I do not wish to restrict any man's liberty in harmless things; nor would I lay down rules for the exact way of spending Sunday. That must be left to each man's own conscience. What one may do without offence, would be to another a cause of grievous stumbling. To our own Master we stand or fall.

But when it is not a matter of detail, but one of principle-when the question is, shall the Sabbath be maintained as God's great boon to man-the day of rest—the day of religious worship--the day of rest, more especially for those who most need rest; the day of religious worship for those who have scant leisure for such exercise at other times-when such is the question we may all surely agree about the answer. We must all see that it is for our common good-our own good and the good of those who are to come after us-that it may be well with us and our children-to keep the Sabbath, from polluting it—to honour it and its great Author, by every possible means in our power.

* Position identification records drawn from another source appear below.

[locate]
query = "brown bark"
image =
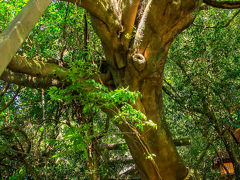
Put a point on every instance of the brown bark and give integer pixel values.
(140, 67)
(138, 62)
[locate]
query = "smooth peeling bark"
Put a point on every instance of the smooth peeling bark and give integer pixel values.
(139, 65)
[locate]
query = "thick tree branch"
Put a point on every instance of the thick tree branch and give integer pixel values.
(29, 81)
(22, 64)
(223, 4)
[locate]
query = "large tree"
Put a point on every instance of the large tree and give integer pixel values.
(135, 36)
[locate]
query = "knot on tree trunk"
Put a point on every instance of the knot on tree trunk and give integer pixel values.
(139, 61)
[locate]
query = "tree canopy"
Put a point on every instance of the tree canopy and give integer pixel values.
(108, 89)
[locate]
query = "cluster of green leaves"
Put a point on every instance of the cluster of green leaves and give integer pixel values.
(202, 73)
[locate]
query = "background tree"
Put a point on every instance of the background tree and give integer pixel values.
(135, 37)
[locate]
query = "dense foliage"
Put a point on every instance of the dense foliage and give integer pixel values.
(59, 132)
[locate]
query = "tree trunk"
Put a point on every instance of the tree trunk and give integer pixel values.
(136, 60)
(156, 143)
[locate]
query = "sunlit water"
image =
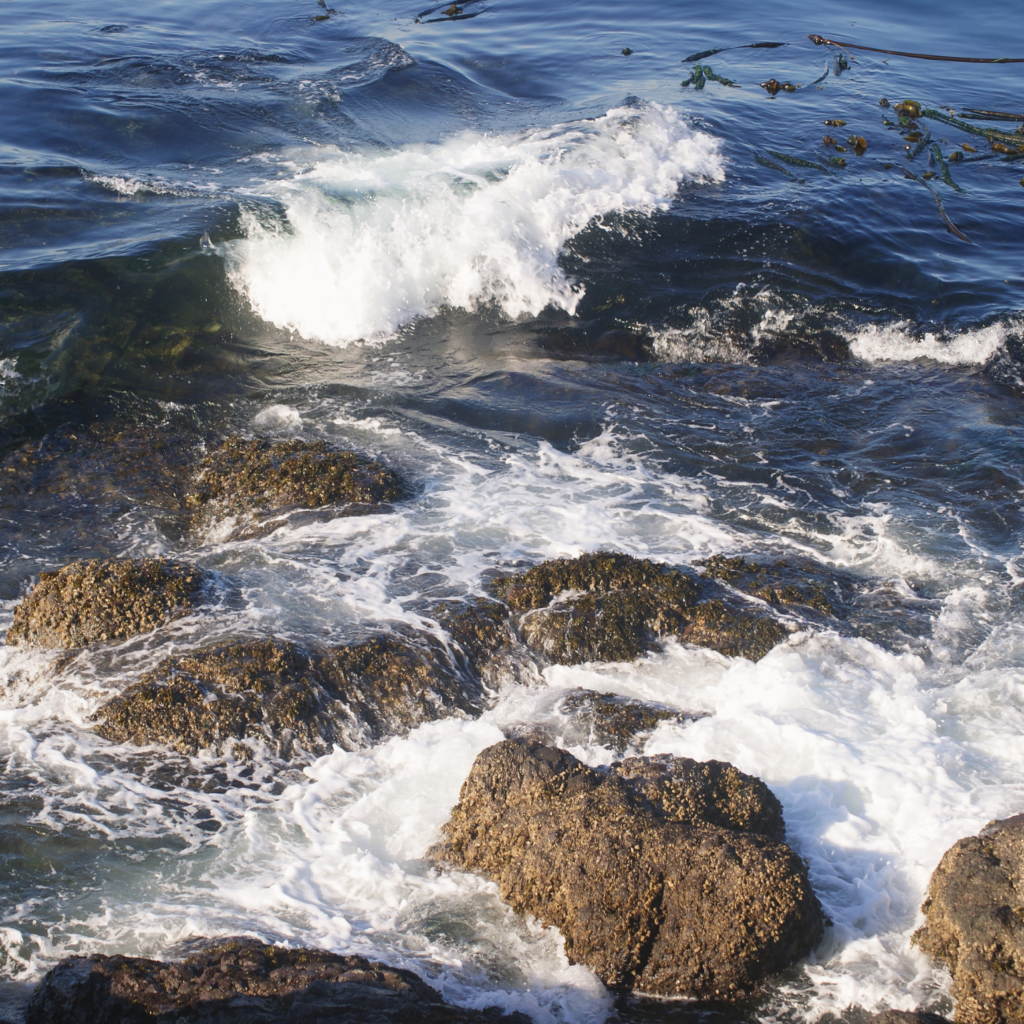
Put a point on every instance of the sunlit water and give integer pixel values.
(579, 306)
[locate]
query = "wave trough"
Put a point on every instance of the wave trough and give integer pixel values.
(368, 242)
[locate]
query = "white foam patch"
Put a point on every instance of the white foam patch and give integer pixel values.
(900, 342)
(371, 241)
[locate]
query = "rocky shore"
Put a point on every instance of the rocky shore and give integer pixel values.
(666, 876)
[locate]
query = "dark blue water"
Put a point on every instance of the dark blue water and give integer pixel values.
(579, 304)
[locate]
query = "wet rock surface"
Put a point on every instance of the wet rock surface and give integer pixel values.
(295, 700)
(613, 607)
(611, 720)
(648, 867)
(105, 599)
(243, 981)
(975, 911)
(246, 476)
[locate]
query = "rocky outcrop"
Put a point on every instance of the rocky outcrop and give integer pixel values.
(244, 477)
(651, 868)
(975, 911)
(612, 607)
(611, 720)
(243, 981)
(295, 700)
(105, 599)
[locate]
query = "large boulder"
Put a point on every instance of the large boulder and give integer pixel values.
(243, 981)
(975, 911)
(612, 607)
(295, 700)
(665, 876)
(105, 599)
(245, 477)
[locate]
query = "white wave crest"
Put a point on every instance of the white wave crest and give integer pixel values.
(899, 343)
(371, 241)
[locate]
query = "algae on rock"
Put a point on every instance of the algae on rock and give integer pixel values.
(612, 607)
(652, 870)
(975, 911)
(247, 475)
(105, 599)
(293, 699)
(243, 981)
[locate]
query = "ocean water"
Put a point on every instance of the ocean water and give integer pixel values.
(579, 305)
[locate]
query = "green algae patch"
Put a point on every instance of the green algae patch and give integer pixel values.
(105, 599)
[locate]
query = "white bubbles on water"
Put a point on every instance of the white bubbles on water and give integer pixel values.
(372, 240)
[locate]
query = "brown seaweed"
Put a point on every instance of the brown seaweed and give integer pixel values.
(822, 41)
(950, 226)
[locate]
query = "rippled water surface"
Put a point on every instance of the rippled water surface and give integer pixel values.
(579, 305)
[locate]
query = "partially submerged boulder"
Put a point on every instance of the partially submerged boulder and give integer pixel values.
(295, 700)
(650, 868)
(105, 599)
(243, 981)
(612, 720)
(612, 607)
(975, 911)
(251, 476)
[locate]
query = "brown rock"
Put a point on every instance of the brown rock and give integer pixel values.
(612, 607)
(294, 700)
(243, 981)
(253, 475)
(105, 599)
(633, 865)
(975, 911)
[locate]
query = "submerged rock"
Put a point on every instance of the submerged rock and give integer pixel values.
(611, 720)
(105, 599)
(612, 607)
(651, 868)
(243, 981)
(805, 585)
(907, 1017)
(293, 699)
(975, 911)
(247, 476)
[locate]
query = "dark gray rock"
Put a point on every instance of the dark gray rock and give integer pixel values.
(975, 911)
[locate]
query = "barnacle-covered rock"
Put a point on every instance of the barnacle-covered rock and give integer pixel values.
(295, 700)
(243, 981)
(654, 870)
(105, 599)
(245, 476)
(975, 911)
(612, 607)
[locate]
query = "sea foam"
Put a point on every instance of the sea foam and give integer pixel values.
(369, 241)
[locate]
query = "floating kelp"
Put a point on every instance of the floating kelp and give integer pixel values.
(950, 226)
(822, 41)
(450, 12)
(696, 78)
(976, 115)
(764, 162)
(704, 54)
(944, 168)
(772, 87)
(990, 133)
(704, 73)
(799, 162)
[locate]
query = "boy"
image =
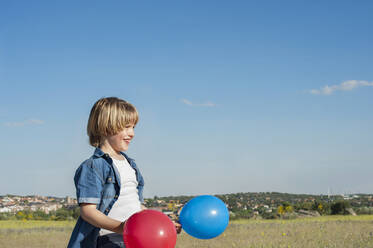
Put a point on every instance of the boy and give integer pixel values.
(109, 185)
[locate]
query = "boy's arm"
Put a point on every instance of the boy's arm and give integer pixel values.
(94, 217)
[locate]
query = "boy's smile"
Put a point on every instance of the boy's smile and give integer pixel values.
(120, 141)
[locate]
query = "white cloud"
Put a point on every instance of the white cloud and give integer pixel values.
(207, 104)
(24, 123)
(345, 86)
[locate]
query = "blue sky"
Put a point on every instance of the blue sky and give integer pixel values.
(234, 96)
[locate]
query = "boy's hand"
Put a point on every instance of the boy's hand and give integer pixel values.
(177, 226)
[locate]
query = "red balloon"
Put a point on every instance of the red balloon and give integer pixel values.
(149, 229)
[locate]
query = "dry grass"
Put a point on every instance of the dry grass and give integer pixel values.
(325, 232)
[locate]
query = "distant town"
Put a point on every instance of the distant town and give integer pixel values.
(241, 205)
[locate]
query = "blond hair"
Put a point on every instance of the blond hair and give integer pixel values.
(109, 116)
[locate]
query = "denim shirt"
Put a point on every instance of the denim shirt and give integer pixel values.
(97, 181)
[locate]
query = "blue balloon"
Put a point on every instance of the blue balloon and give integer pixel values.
(204, 217)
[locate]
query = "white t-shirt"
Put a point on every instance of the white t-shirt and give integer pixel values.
(128, 201)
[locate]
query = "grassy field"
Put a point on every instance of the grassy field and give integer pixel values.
(325, 232)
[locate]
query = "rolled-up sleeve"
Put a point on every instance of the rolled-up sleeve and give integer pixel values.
(88, 183)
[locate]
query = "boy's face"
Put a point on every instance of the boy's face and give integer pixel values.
(120, 141)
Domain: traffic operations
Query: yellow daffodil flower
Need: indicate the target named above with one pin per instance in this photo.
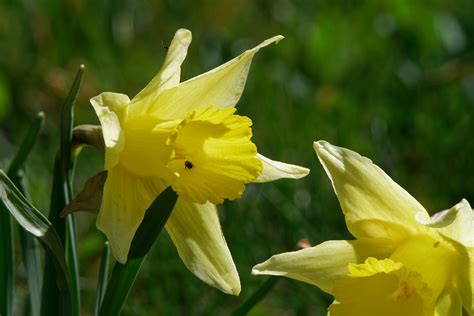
(402, 262)
(185, 135)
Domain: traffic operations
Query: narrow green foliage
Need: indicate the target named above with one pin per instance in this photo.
(28, 142)
(124, 275)
(256, 297)
(29, 245)
(103, 278)
(6, 263)
(60, 196)
(34, 222)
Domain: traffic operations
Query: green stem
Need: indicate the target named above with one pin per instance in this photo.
(103, 278)
(256, 297)
(6, 263)
(124, 275)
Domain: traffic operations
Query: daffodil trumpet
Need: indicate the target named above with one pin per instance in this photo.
(402, 262)
(185, 135)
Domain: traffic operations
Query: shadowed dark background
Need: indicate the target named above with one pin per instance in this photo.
(393, 81)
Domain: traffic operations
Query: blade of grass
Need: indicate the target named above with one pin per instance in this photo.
(124, 275)
(29, 245)
(34, 222)
(7, 241)
(103, 278)
(6, 263)
(60, 197)
(27, 144)
(256, 297)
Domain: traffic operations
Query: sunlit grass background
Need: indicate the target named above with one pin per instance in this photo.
(393, 81)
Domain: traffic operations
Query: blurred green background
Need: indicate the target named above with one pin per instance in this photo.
(393, 81)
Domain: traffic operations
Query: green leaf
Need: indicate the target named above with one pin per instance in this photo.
(28, 142)
(60, 196)
(256, 297)
(124, 275)
(34, 222)
(6, 263)
(103, 277)
(29, 245)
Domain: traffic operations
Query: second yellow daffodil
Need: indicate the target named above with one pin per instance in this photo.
(186, 135)
(402, 262)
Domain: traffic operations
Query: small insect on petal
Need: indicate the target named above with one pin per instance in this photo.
(188, 164)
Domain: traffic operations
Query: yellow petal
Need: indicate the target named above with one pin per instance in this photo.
(465, 272)
(455, 223)
(449, 303)
(169, 74)
(381, 287)
(214, 156)
(196, 232)
(370, 200)
(432, 257)
(125, 199)
(274, 170)
(146, 150)
(111, 110)
(221, 87)
(325, 263)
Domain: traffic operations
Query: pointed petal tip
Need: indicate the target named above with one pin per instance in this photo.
(184, 35)
(329, 154)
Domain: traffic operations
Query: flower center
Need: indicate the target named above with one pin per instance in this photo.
(381, 287)
(214, 156)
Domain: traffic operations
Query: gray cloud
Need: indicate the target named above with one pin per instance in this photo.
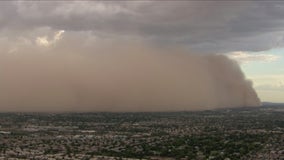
(216, 26)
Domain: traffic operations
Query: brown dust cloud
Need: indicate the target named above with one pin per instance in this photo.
(120, 78)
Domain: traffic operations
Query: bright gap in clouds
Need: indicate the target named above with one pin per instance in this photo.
(46, 42)
(266, 71)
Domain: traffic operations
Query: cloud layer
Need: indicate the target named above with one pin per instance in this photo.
(205, 26)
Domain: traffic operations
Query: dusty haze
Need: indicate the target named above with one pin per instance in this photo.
(120, 78)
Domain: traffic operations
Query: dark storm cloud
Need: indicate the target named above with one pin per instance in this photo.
(212, 26)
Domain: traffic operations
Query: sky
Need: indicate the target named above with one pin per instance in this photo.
(250, 33)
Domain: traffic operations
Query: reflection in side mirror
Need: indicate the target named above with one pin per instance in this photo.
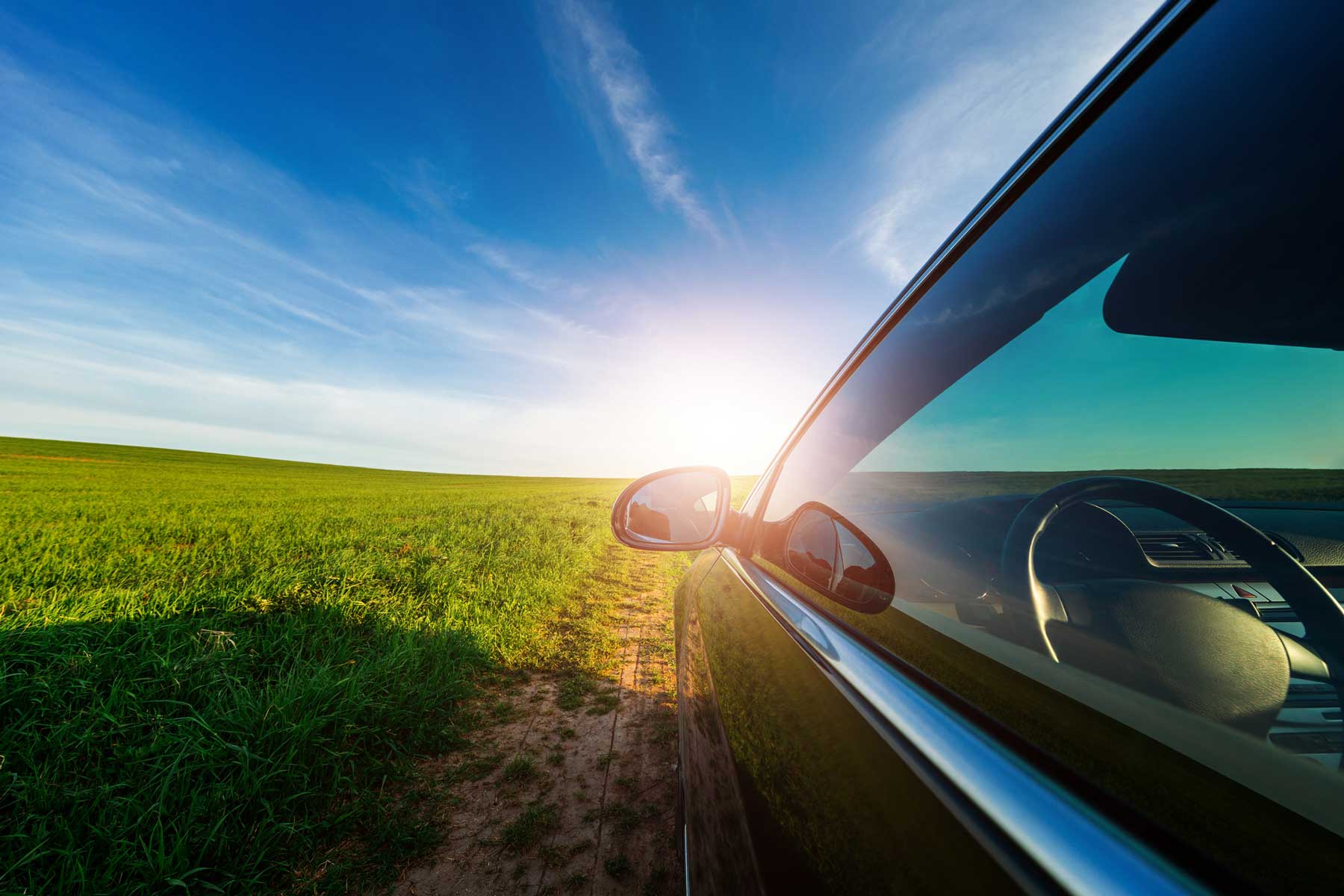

We must all alike feel that a restday which God Himself has consecrated to us-which He has given us not only in the law, but from the very beginning of the world; which so exactly suits the wants of our human nature—yea, and of the dumb beasts that we have made our slaves-is a day not by any of us to be called common-is a most precious part of our Christian inheritance, and one that we are bound to leave to those who shall come after us not the worse for passing through our hands!